Il Comune di Modena restituisce alla città una rara testimonianza dell’arte modenese del Trecento. Si tratta di un dipinto che raffigura la “Madonna col Bambino, san Martino e due offerenti”, rinvenuto in una nicchia nascosta nel chiostro della chiesa comunale di San Biagio nel Carmine durante i lavori di consolidamento delle strutture murarie.
Realizzata a tempera, cioè con pigmenti di origine minerale e vegetale legati con uovo, l’opera è stata realizzata tra il secondo e il quinto decennio del Trecento, epoca di costruzione del primitivo complesso carmelitano, da un autore ancora anonimo influenzato dalla pittura bolognese dell’ambito di Vitale e dello Pseudo-Jacopino e non lontano dai modi espressivi di alcuni dipinti murali del Duomo di Modena. L’esecuzione risale a poco prima della metà del secolo, alla vigilia cioè dell’affermazione della forte personalità di Tommaso da Modena, di cui la chiesa conserva la toccante immagine della “Madonna del Latte”.

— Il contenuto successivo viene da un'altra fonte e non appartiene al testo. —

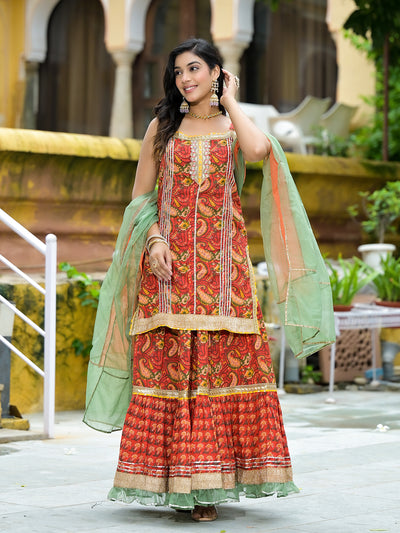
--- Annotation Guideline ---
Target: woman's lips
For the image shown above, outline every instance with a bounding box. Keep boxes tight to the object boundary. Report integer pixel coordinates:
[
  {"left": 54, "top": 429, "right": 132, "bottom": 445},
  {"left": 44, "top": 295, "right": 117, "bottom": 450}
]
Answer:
[{"left": 183, "top": 85, "right": 196, "bottom": 93}]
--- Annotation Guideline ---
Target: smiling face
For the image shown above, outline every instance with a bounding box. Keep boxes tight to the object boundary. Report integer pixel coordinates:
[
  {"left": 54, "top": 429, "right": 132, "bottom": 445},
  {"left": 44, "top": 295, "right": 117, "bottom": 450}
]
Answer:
[{"left": 174, "top": 52, "right": 219, "bottom": 104}]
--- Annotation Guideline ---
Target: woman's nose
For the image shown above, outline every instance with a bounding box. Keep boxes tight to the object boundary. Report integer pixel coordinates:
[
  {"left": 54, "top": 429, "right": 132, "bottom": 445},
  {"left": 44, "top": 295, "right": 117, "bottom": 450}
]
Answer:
[{"left": 182, "top": 70, "right": 190, "bottom": 83}]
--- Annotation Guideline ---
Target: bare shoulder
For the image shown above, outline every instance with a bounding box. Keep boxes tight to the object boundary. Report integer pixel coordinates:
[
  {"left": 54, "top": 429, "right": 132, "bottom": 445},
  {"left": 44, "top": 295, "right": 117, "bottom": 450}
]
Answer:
[{"left": 143, "top": 117, "right": 158, "bottom": 141}]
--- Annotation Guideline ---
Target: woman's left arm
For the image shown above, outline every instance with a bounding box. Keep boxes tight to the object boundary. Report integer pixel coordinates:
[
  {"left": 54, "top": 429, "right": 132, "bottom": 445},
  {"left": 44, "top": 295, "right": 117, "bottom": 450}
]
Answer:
[{"left": 220, "top": 70, "right": 271, "bottom": 162}]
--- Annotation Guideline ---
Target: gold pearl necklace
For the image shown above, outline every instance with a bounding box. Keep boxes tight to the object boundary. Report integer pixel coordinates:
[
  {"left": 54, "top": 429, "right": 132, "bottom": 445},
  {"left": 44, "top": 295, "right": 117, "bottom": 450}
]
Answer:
[{"left": 188, "top": 111, "right": 222, "bottom": 120}]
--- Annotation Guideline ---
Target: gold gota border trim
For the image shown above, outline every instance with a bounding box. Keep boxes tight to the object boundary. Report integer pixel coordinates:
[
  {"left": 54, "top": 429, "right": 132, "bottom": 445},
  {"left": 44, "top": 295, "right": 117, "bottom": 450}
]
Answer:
[
  {"left": 174, "top": 130, "right": 236, "bottom": 140},
  {"left": 114, "top": 467, "right": 293, "bottom": 494},
  {"left": 132, "top": 383, "right": 276, "bottom": 400},
  {"left": 131, "top": 313, "right": 259, "bottom": 335}
]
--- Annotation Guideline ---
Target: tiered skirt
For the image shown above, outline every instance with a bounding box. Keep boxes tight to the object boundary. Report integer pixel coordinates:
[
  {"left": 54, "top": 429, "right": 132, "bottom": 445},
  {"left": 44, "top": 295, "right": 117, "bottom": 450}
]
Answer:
[{"left": 109, "top": 320, "right": 298, "bottom": 509}]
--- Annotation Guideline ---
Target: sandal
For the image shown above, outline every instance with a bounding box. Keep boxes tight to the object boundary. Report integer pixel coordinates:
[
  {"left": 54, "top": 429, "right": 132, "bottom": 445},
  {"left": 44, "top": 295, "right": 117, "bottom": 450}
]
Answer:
[{"left": 191, "top": 505, "right": 218, "bottom": 522}]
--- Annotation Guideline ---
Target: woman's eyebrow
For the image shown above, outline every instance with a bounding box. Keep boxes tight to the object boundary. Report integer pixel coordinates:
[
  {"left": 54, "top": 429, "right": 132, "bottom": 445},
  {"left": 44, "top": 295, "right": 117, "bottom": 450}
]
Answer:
[{"left": 174, "top": 60, "right": 200, "bottom": 70}]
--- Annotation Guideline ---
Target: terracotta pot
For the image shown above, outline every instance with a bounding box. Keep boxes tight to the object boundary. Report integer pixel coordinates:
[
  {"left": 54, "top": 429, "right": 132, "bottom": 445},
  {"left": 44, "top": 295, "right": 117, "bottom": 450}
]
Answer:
[
  {"left": 357, "top": 242, "right": 396, "bottom": 272},
  {"left": 375, "top": 300, "right": 400, "bottom": 307}
]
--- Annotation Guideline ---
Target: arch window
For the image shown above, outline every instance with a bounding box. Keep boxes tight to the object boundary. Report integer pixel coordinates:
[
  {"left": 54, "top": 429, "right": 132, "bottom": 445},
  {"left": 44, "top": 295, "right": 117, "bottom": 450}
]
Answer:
[
  {"left": 132, "top": 0, "right": 211, "bottom": 138},
  {"left": 37, "top": 0, "right": 114, "bottom": 135}
]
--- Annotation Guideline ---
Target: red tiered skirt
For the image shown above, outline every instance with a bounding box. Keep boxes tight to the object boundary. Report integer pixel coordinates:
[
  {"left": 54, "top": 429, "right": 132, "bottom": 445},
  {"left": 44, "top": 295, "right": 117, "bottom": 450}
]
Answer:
[{"left": 109, "top": 320, "right": 298, "bottom": 509}]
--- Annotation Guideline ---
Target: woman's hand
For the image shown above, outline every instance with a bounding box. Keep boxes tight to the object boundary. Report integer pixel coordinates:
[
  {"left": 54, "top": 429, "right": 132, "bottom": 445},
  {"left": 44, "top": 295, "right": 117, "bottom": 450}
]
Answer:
[
  {"left": 220, "top": 69, "right": 239, "bottom": 107},
  {"left": 220, "top": 69, "right": 271, "bottom": 162},
  {"left": 149, "top": 242, "right": 172, "bottom": 281}
]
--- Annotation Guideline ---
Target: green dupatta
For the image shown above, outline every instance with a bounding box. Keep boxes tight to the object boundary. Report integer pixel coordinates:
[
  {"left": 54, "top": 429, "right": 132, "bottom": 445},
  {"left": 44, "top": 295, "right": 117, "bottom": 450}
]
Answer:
[
  {"left": 83, "top": 135, "right": 335, "bottom": 432},
  {"left": 83, "top": 191, "right": 158, "bottom": 433},
  {"left": 235, "top": 134, "right": 335, "bottom": 358}
]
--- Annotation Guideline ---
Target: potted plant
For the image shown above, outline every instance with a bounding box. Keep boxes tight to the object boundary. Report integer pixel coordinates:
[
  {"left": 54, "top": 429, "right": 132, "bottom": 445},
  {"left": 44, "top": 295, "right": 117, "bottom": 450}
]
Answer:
[
  {"left": 370, "top": 255, "right": 400, "bottom": 307},
  {"left": 348, "top": 181, "right": 400, "bottom": 270},
  {"left": 325, "top": 255, "right": 377, "bottom": 311}
]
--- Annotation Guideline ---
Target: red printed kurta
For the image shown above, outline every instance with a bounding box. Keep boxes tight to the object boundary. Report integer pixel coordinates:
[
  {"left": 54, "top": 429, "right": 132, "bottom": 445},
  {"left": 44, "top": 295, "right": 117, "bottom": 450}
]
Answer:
[{"left": 110, "top": 131, "right": 297, "bottom": 508}]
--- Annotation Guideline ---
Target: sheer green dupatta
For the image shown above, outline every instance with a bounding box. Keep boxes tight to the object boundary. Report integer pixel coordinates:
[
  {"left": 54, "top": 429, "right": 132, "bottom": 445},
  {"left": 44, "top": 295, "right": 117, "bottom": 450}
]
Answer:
[
  {"left": 235, "top": 134, "right": 335, "bottom": 358},
  {"left": 83, "top": 191, "right": 158, "bottom": 433}
]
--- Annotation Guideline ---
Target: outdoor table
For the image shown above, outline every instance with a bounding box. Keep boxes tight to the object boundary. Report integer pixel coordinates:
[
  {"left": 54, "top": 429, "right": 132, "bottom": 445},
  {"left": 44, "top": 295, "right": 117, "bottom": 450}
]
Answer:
[{"left": 279, "top": 304, "right": 400, "bottom": 403}]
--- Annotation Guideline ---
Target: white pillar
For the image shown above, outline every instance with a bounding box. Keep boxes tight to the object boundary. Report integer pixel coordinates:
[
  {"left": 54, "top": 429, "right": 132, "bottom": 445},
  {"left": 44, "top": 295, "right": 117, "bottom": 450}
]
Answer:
[{"left": 110, "top": 50, "right": 136, "bottom": 139}]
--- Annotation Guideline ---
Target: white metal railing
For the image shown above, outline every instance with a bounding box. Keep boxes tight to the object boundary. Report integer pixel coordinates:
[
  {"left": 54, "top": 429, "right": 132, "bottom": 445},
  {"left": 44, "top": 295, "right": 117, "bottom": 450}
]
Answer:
[{"left": 0, "top": 209, "right": 57, "bottom": 439}]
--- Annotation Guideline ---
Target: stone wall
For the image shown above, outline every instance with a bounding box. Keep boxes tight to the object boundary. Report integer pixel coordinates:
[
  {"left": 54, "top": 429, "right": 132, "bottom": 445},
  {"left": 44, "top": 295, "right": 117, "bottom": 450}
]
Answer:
[
  {"left": 0, "top": 128, "right": 400, "bottom": 272},
  {"left": 0, "top": 128, "right": 400, "bottom": 413}
]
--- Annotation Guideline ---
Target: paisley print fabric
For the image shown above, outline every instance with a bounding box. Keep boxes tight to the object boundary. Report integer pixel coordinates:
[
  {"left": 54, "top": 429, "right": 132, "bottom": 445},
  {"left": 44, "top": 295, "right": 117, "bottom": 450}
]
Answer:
[
  {"left": 109, "top": 132, "right": 298, "bottom": 508},
  {"left": 132, "top": 132, "right": 258, "bottom": 334}
]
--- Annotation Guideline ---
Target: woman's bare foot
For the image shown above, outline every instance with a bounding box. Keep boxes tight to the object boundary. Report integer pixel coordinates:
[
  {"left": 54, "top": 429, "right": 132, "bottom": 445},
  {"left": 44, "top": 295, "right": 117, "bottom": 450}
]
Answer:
[{"left": 192, "top": 505, "right": 218, "bottom": 522}]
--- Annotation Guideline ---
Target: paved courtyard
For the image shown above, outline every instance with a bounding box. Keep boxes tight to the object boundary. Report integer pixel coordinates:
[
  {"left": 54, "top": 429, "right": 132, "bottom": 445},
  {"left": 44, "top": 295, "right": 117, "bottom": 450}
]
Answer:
[{"left": 0, "top": 390, "right": 400, "bottom": 533}]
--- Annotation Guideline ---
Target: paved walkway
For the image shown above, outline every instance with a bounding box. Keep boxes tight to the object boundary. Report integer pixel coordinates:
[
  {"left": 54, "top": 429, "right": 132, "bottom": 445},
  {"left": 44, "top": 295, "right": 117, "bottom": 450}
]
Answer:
[{"left": 0, "top": 391, "right": 400, "bottom": 533}]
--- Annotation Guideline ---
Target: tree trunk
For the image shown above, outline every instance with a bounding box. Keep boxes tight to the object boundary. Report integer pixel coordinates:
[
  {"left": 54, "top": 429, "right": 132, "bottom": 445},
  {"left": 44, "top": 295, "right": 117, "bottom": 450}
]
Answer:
[{"left": 382, "top": 34, "right": 389, "bottom": 161}]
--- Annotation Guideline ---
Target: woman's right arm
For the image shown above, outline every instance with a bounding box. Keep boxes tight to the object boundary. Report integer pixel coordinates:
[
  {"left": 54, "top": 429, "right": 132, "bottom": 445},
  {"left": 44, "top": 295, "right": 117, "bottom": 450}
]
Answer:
[
  {"left": 132, "top": 118, "right": 172, "bottom": 281},
  {"left": 132, "top": 118, "right": 158, "bottom": 200}
]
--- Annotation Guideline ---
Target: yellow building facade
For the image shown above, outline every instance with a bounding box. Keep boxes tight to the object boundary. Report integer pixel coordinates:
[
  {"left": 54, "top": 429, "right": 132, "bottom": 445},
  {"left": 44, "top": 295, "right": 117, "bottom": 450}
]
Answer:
[{"left": 0, "top": 0, "right": 374, "bottom": 138}]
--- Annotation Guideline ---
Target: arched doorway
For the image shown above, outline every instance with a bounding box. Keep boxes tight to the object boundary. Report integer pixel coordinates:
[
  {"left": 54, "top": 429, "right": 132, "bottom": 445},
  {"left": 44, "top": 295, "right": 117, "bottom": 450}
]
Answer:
[
  {"left": 37, "top": 0, "right": 114, "bottom": 135},
  {"left": 132, "top": 0, "right": 211, "bottom": 138}
]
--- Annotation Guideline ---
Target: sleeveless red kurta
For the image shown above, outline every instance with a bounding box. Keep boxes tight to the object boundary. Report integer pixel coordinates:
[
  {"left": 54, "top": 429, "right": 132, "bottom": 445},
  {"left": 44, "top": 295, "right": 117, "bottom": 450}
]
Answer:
[{"left": 109, "top": 131, "right": 297, "bottom": 508}]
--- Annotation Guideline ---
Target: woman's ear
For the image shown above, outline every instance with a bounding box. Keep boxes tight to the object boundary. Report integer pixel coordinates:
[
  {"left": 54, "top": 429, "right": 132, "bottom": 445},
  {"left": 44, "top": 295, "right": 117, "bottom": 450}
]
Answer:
[{"left": 211, "top": 65, "right": 221, "bottom": 80}]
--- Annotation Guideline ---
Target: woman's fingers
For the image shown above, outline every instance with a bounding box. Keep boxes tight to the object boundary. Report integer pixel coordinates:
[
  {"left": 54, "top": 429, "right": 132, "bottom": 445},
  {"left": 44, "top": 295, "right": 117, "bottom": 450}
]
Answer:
[{"left": 149, "top": 243, "right": 172, "bottom": 281}]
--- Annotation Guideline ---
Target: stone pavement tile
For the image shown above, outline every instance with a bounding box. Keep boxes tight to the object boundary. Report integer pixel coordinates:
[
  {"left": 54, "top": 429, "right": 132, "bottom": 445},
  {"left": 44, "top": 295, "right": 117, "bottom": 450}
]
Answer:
[
  {"left": 0, "top": 498, "right": 304, "bottom": 533},
  {"left": 288, "top": 511, "right": 400, "bottom": 533},
  {"left": 1, "top": 480, "right": 110, "bottom": 509}
]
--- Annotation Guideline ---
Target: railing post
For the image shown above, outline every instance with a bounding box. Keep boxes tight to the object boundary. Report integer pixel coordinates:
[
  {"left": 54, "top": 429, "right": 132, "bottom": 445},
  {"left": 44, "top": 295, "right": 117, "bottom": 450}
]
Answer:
[{"left": 43, "top": 233, "right": 57, "bottom": 439}]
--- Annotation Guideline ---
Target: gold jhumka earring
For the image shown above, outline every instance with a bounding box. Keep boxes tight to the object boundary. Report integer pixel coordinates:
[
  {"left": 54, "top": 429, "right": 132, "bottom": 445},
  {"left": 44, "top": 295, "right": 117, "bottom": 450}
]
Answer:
[
  {"left": 210, "top": 80, "right": 219, "bottom": 107},
  {"left": 179, "top": 99, "right": 189, "bottom": 114}
]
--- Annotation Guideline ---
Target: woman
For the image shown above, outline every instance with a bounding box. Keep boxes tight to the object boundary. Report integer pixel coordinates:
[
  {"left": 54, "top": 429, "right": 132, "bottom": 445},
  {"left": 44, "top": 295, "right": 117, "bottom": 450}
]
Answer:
[{"left": 85, "top": 39, "right": 336, "bottom": 521}]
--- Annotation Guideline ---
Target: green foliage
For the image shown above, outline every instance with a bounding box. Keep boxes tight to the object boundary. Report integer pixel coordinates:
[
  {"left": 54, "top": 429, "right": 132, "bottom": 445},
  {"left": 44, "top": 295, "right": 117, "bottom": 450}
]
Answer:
[
  {"left": 344, "top": 0, "right": 400, "bottom": 161},
  {"left": 325, "top": 255, "right": 377, "bottom": 305},
  {"left": 59, "top": 262, "right": 100, "bottom": 309},
  {"left": 59, "top": 262, "right": 100, "bottom": 357},
  {"left": 343, "top": 0, "right": 400, "bottom": 60},
  {"left": 301, "top": 365, "right": 322, "bottom": 383},
  {"left": 313, "top": 127, "right": 350, "bottom": 157},
  {"left": 352, "top": 60, "right": 400, "bottom": 161},
  {"left": 371, "top": 255, "right": 400, "bottom": 302},
  {"left": 347, "top": 181, "right": 400, "bottom": 242}
]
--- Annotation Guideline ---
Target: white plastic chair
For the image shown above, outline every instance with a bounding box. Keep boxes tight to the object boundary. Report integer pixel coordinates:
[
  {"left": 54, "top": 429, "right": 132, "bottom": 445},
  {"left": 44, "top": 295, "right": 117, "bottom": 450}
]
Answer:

Il dipinto, che sarà presentato alla città domenica 11 novembre alle 17 nel chiostro di San Biagio, in via del Carmine (la parrocchia e la ditta Chiarli offriranno per l’occasione caldarroste e vino novello), era stato rinvenuto lacunoso nella parte inferiore, a causa di un vistoso fenomeno di risalita dell’umidità, ma tutta la porzione superiore era ancora chiaramente leggibile e del tutto integra, perché rimasta nascosta per secoli; i colori, inoltre, apparivano eccezionalmente vivaci, anche se l’umidità aveva causato numerosi piccoli sollevamenti a cratere.
Gli studi, affidati a Vincenzo Gheroldi e a Roberta Bosi dal Museo civico d’arte, che ha progettato e diretto l’intervento, hanno orientato le scelte di restauro, realizzato in collaborazione con la Soprintendenza per il patrimonio storico artistico e etnoantropologico di Modena e Reggio Emilia ed eseguito grazie al finanziamento di un privato cittadino e del Rotary Club di Modena.
La ricerca documentaria ha permesso di definire la destinazione devozionale dell’opera, connessa con ogni probabilità all’ambito funerario. Il dipinto, in sostanza, doveva far parte di un monumento analogo a quelli ancora visibili lungo i muri di tante chiese trecentesche di altre città italiane, come Padova, Verona o Bologna. Vi sono infatti raffigurati due donatori laici, inginocchiati ai piedi di una Madonna con Bambino raffigurata in gloria entro la mandorla, uno dei quali presentato da un santo imberbe, riccamente abbigliato secondo la moda dell’epoca, che diversi indizi – oltre ad una più tarda scritta graffita – portano a identificare come Martino.